Why The Texans Losing Owen Daniels Isn't As Bad As You Think

For most teams, a season-ending injury to arguably the NFL's best receiving tight end would be considered a devastating loss.

But to the Texans, the absence of Owen Daniels may not be all that significant.

Sure, Sunday's come-from-behind, 31-10 romp over Buffalo was tempered with news of Daniels' apparent torn ACL. Yet, at the same time, it's hard to overlook how the Texans (5-3) still managed to post a 21-point road victory - all without Daniels and after handing the Bills (3-5) three moronic turnovers in the first quarter.

Somehow, these Texans appear to have enough talent to survive and flourish - even in spite of the trademark brainfarts and bad luck of the Gary Kubiak era.

"Through adversity, teams get stronger, or they can go the other way," said Kubiak, according to a post-game quotes release from the team. "They went and regrouped and played a tremendous second half."

The offense didn't skip a beat without Daniels, largely because they had a stable of suitable replacements. While Daniels is listed as a tight end, the Texans have had their most success this season when spreading the field and using him as a virtual wide receiver - where his productivity and skills are still good, but certainly replaceable.

In addition, it could be argued that the Texans' most successful run plays this year (before Sunday) also came out of the spread, when defenses were so concerned with the pass that Steve Slaton and Ryan Moats slithered through gaps.

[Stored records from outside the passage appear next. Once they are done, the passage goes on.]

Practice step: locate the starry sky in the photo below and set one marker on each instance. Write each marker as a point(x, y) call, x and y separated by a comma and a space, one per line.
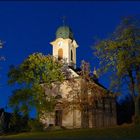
point(27, 27)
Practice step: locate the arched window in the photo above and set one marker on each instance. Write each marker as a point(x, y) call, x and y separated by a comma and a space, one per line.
point(71, 55)
point(60, 54)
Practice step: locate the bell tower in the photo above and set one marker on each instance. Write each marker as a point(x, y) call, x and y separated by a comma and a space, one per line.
point(64, 46)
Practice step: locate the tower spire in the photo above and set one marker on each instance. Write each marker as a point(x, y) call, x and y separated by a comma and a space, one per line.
point(63, 20)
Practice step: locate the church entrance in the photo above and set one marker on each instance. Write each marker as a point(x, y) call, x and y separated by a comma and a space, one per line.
point(58, 118)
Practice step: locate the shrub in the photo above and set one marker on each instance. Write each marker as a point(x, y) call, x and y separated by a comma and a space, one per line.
point(35, 125)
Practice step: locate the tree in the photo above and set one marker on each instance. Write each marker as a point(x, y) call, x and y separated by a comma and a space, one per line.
point(32, 76)
point(120, 55)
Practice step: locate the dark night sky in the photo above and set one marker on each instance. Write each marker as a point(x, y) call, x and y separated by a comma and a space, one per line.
point(28, 27)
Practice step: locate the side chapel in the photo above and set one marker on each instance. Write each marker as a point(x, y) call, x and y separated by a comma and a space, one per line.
point(66, 114)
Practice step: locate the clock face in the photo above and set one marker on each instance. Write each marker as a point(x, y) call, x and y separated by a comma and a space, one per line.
point(60, 43)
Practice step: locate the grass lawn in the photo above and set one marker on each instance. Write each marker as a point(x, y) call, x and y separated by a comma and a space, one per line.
point(115, 133)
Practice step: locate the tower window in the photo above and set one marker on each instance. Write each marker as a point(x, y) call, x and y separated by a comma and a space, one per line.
point(71, 55)
point(60, 54)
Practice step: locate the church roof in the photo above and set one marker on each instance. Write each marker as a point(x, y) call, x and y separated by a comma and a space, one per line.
point(64, 32)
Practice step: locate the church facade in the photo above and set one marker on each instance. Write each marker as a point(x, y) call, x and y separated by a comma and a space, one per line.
point(70, 111)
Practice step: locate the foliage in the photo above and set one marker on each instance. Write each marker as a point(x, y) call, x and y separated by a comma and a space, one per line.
point(120, 55)
point(36, 73)
point(18, 123)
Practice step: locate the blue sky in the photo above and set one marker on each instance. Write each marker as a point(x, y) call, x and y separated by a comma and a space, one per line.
point(28, 27)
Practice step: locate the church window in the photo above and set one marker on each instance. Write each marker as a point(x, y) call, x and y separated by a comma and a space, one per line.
point(60, 54)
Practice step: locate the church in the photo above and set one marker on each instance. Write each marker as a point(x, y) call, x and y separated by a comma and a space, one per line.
point(96, 109)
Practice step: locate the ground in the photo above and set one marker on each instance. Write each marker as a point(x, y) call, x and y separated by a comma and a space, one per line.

So what does that mean, in the context of losing Daniels? Well, what makes Daniels unique is his receiving skill-set in a tight end's body. But with the way he was used by the Texans this season, his size and ability to block were often irrelevant.

That also makes him easier to replace. Sure, the Texans have underrated veteran tight end Joel Dreessen as well as former Rice standout James Casey, who caught two passes on Sunday in Daniels' absence and will undoubtedly play on a more frequent basis.

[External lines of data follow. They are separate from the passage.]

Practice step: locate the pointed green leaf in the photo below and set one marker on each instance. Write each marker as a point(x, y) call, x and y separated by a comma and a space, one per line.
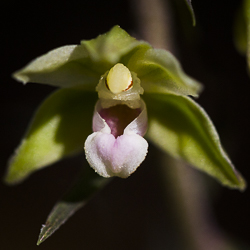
point(59, 128)
point(87, 185)
point(66, 66)
point(191, 10)
point(181, 127)
point(160, 72)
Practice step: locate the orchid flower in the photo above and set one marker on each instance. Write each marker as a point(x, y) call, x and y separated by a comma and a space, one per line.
point(130, 94)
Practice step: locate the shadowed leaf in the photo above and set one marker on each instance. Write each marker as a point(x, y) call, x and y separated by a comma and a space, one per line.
point(87, 185)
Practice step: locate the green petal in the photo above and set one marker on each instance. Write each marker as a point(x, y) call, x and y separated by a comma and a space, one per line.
point(59, 128)
point(66, 66)
point(160, 72)
point(181, 127)
point(77, 197)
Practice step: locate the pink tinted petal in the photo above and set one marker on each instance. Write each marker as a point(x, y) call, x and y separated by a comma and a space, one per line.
point(115, 157)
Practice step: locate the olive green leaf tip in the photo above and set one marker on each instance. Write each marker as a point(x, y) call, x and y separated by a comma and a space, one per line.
point(242, 183)
point(19, 76)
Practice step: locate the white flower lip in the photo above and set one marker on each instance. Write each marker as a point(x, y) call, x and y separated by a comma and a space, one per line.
point(121, 156)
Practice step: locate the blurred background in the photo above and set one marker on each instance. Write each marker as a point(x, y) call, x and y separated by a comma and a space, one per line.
point(133, 213)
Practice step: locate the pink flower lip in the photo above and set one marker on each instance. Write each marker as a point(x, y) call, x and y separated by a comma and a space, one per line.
point(117, 148)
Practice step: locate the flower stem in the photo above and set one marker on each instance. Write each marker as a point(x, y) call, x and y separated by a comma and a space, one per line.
point(184, 184)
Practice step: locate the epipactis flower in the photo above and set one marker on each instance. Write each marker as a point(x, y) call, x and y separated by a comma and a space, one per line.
point(122, 70)
point(117, 148)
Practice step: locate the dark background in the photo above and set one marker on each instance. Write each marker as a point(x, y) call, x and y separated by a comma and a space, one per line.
point(127, 214)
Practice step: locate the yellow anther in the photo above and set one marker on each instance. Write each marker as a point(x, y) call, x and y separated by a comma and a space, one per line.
point(119, 79)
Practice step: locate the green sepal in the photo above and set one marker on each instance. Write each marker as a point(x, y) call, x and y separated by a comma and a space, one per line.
point(78, 196)
point(160, 72)
point(58, 129)
point(180, 127)
point(81, 66)
point(112, 46)
point(67, 66)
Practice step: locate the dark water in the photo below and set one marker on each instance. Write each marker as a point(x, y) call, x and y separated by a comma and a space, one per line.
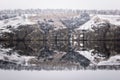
point(60, 60)
point(60, 55)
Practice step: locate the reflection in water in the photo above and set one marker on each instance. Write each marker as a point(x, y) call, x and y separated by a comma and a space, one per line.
point(59, 55)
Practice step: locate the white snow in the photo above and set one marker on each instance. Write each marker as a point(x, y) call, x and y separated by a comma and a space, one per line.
point(113, 19)
point(14, 23)
point(114, 60)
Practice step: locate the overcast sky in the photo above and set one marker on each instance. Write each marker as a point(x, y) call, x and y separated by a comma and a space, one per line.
point(60, 4)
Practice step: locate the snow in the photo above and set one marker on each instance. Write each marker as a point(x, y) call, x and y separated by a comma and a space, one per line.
point(14, 57)
point(114, 60)
point(14, 23)
point(113, 19)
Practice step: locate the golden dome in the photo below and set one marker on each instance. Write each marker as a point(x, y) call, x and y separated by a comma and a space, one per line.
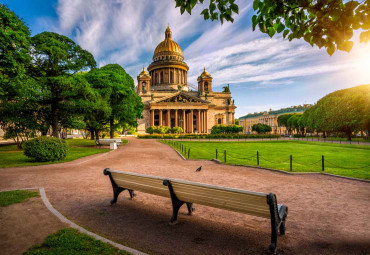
point(168, 45)
point(205, 74)
point(144, 72)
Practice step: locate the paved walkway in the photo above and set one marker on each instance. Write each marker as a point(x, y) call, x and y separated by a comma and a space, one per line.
point(327, 215)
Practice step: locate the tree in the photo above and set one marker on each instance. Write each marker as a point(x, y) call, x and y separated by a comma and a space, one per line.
point(261, 128)
point(283, 121)
point(56, 61)
point(14, 47)
point(345, 110)
point(294, 122)
point(324, 23)
point(117, 88)
point(18, 93)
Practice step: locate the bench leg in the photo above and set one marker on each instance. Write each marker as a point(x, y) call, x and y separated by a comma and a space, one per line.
point(116, 191)
point(176, 203)
point(132, 194)
point(275, 221)
point(190, 208)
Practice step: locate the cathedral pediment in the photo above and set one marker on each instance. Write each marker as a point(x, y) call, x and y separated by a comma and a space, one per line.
point(179, 97)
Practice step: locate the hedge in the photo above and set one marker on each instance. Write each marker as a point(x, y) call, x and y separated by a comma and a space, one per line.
point(44, 149)
point(203, 136)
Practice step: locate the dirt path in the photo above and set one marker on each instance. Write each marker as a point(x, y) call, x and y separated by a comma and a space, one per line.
point(327, 215)
point(24, 225)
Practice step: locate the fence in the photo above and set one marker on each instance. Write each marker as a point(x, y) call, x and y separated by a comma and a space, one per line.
point(257, 159)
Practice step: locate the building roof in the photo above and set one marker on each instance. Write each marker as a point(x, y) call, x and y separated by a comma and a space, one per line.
point(292, 109)
point(168, 45)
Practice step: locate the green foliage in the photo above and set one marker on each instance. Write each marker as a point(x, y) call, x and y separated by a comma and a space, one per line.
point(217, 10)
point(70, 241)
point(14, 47)
point(44, 149)
point(119, 105)
point(207, 136)
point(324, 23)
point(56, 61)
point(261, 128)
point(16, 196)
point(346, 110)
point(226, 129)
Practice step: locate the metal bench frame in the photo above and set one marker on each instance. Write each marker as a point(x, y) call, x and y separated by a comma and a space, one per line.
point(278, 213)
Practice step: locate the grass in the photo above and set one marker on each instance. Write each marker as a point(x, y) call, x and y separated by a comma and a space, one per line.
point(16, 196)
point(70, 242)
point(10, 156)
point(340, 159)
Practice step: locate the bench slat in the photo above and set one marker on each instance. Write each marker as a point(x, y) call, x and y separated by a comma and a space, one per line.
point(229, 200)
point(147, 185)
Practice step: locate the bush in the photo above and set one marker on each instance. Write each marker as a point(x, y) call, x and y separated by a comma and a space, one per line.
point(226, 129)
point(44, 149)
point(209, 136)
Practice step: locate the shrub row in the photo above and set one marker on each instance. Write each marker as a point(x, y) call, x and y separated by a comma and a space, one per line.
point(44, 149)
point(226, 129)
point(164, 130)
point(210, 136)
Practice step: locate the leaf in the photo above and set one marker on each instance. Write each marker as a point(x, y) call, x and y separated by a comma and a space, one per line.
point(234, 8)
point(365, 37)
point(271, 31)
point(346, 46)
point(212, 7)
point(330, 50)
point(256, 4)
point(285, 33)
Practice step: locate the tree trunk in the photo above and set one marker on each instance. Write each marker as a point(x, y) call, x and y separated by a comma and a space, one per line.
point(92, 134)
point(54, 120)
point(349, 135)
point(111, 131)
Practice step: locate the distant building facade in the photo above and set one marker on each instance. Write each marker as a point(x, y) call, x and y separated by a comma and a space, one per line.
point(269, 118)
point(168, 100)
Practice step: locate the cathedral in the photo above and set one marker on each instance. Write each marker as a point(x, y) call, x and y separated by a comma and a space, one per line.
point(168, 100)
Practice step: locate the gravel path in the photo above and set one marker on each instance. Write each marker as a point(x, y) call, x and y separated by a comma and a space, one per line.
point(327, 215)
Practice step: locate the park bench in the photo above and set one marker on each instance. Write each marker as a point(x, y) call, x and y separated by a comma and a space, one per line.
point(186, 192)
point(107, 141)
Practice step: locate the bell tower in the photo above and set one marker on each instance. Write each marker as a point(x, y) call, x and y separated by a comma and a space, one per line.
point(205, 82)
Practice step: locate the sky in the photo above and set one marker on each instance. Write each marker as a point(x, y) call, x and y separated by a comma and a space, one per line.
point(264, 73)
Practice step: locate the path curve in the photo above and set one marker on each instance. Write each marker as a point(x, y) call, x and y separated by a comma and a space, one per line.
point(326, 215)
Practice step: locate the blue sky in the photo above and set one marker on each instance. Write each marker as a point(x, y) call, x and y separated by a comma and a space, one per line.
point(263, 73)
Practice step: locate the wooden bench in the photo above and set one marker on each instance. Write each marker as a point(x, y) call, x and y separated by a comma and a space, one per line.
point(186, 192)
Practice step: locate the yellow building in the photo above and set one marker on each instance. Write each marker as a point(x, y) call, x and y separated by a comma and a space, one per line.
point(169, 101)
point(269, 118)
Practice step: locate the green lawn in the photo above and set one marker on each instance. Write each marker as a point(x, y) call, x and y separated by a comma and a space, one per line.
point(16, 196)
point(70, 241)
point(341, 159)
point(78, 148)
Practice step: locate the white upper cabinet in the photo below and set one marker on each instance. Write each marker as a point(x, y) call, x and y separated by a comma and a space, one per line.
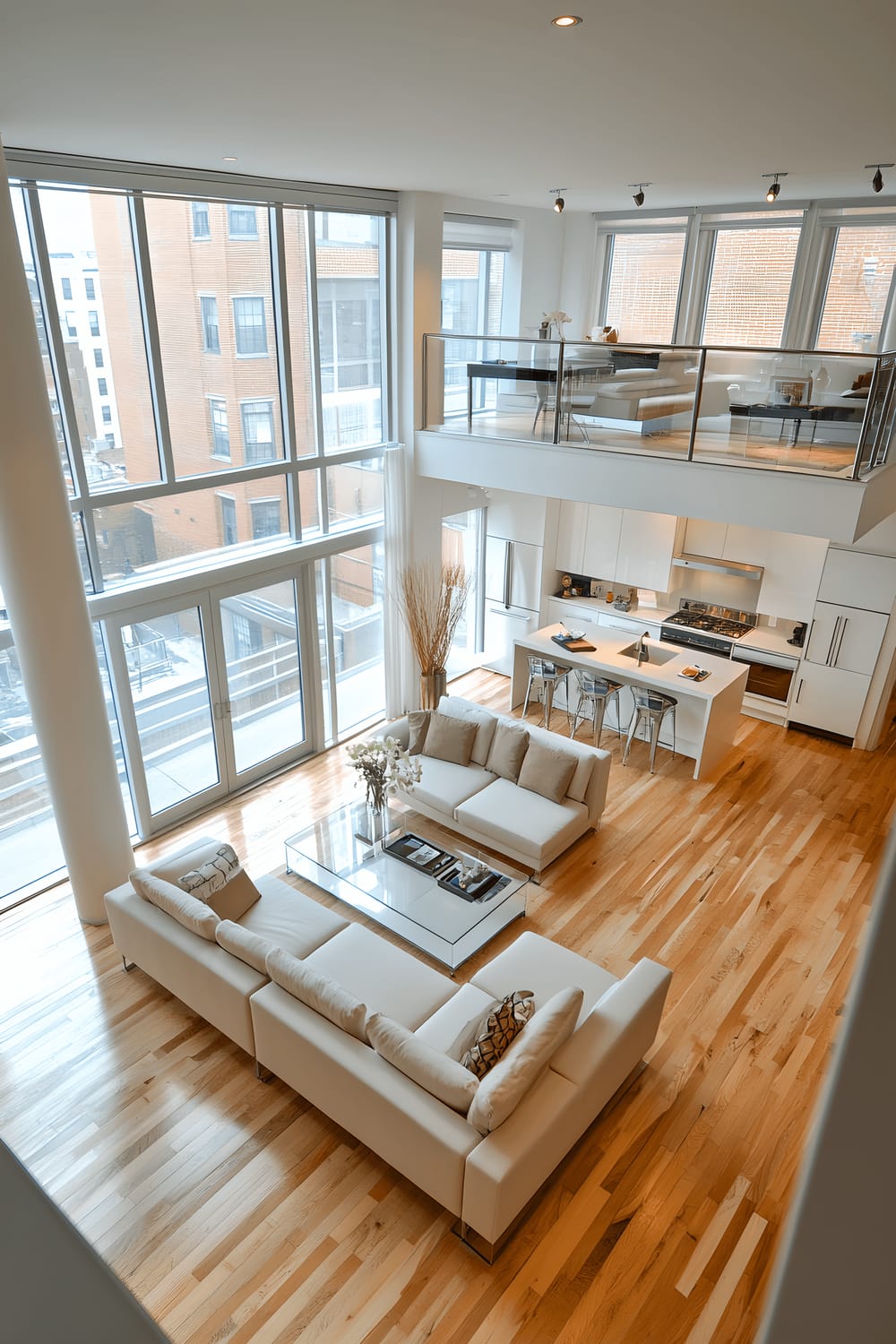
point(625, 546)
point(571, 527)
point(646, 546)
point(602, 540)
point(791, 574)
point(745, 545)
point(856, 578)
point(704, 538)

But because of how Daniels was used, the Texans should be able to fill his role in a number of sets with the diminutive, sure-handed David Anderson, as well as the explosive Jacoby Jones.

Anderson had three catches for 51 yards Sunday, including a 27-yard catch-and-run to bail the Texans out on a crucial third-and-long in the second quarter when the offense was struggling. Meanwhile, Jones picked up 17 yards on a reverse on the opening drive, then hauled in a 36-yard pass in the third quarter to set up a field goal.

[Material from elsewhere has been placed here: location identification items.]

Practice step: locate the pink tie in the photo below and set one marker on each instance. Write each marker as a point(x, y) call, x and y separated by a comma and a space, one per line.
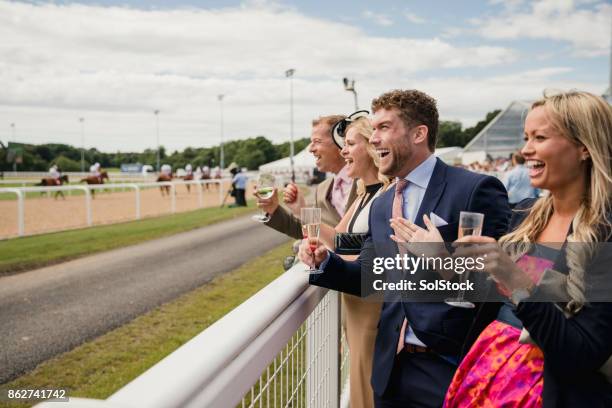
point(398, 206)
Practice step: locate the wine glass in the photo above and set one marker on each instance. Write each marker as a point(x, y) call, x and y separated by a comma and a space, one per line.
point(469, 224)
point(311, 225)
point(265, 190)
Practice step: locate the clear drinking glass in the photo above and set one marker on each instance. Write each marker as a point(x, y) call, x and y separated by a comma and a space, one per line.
point(311, 225)
point(265, 189)
point(469, 224)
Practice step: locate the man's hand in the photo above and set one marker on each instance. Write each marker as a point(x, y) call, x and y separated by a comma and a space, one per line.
point(293, 199)
point(268, 205)
point(306, 254)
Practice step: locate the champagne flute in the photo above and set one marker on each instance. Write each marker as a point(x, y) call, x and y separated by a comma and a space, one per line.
point(311, 225)
point(265, 190)
point(469, 224)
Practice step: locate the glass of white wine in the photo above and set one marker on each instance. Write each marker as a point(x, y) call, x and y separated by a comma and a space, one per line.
point(264, 189)
point(469, 224)
point(311, 225)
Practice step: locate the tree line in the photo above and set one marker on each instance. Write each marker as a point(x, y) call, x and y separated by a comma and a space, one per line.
point(249, 153)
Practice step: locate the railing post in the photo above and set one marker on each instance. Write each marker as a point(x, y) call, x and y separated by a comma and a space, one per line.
point(20, 212)
point(137, 191)
point(88, 206)
point(335, 332)
point(173, 198)
point(200, 187)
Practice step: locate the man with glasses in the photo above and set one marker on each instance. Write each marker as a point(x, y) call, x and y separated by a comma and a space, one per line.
point(418, 345)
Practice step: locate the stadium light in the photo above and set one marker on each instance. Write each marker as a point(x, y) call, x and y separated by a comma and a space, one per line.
point(156, 112)
point(221, 155)
point(350, 86)
point(289, 74)
point(82, 120)
point(14, 141)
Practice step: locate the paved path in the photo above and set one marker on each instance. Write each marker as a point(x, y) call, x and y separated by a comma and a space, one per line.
point(51, 310)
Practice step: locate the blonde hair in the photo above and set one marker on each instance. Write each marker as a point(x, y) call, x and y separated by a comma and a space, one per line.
point(585, 119)
point(364, 129)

Believe it or not, these aren't the Houston Texans of their entire existence. This group appears to have the depth to survive the adversity of an NFL season. When Daniels went down, Anderson, Jones and Casey all stepped into increased roles on the road and succeeded. When Slaton gave away his league-leading fifth fumble, Moats came in and rushed 23 times for 126 yards and three touchdowns.

It seems likely that Slaton will get another chance in Sunday's huge game against the undefeated Colts, based largely on his big-play ability. But if he falters, the Texans learned Sunday that they have a very suitable alternative in Moats.

Truth be told, Slaton's biggest success in 2009 hasn't been as a running back, where he's carried for only 3.1 yards per attempt and two touchdowns. It's been as a receiver, where he's had more than 300 yards and three touchdowns on nearly 11 yards per catch.

So if his fumbles prove too problematic to remain an every-down back, Kubiak could potentially toy with Slaton as a slot receiver - much the way New Orleans uses Reggie Bush, and perhaps picking up some of the slack in the absence of Daniels.

Even so, Daniels' 40 catches, 519 yards and five touchdowns in seven games will certainly be missed. But for once, the Texans are bigger than merely a collection of individual star pieces.

This is a cohesive and dynamic offensive unit, whose 439 yards without Daniels on Sunday pushed the season average to 374 yards per game, ranking eighth in the league.

Behind that and a rapidly improving defense, the Texans now have a winning record at the halfway point for the first time in franchise history. More impressively, the Texans can finally say as late as November that if the season ended today, they would be in the playoffs.

Let that sink in, and enjoy it. For once, the Texans have a group worthy of getting the benefit of the doubt.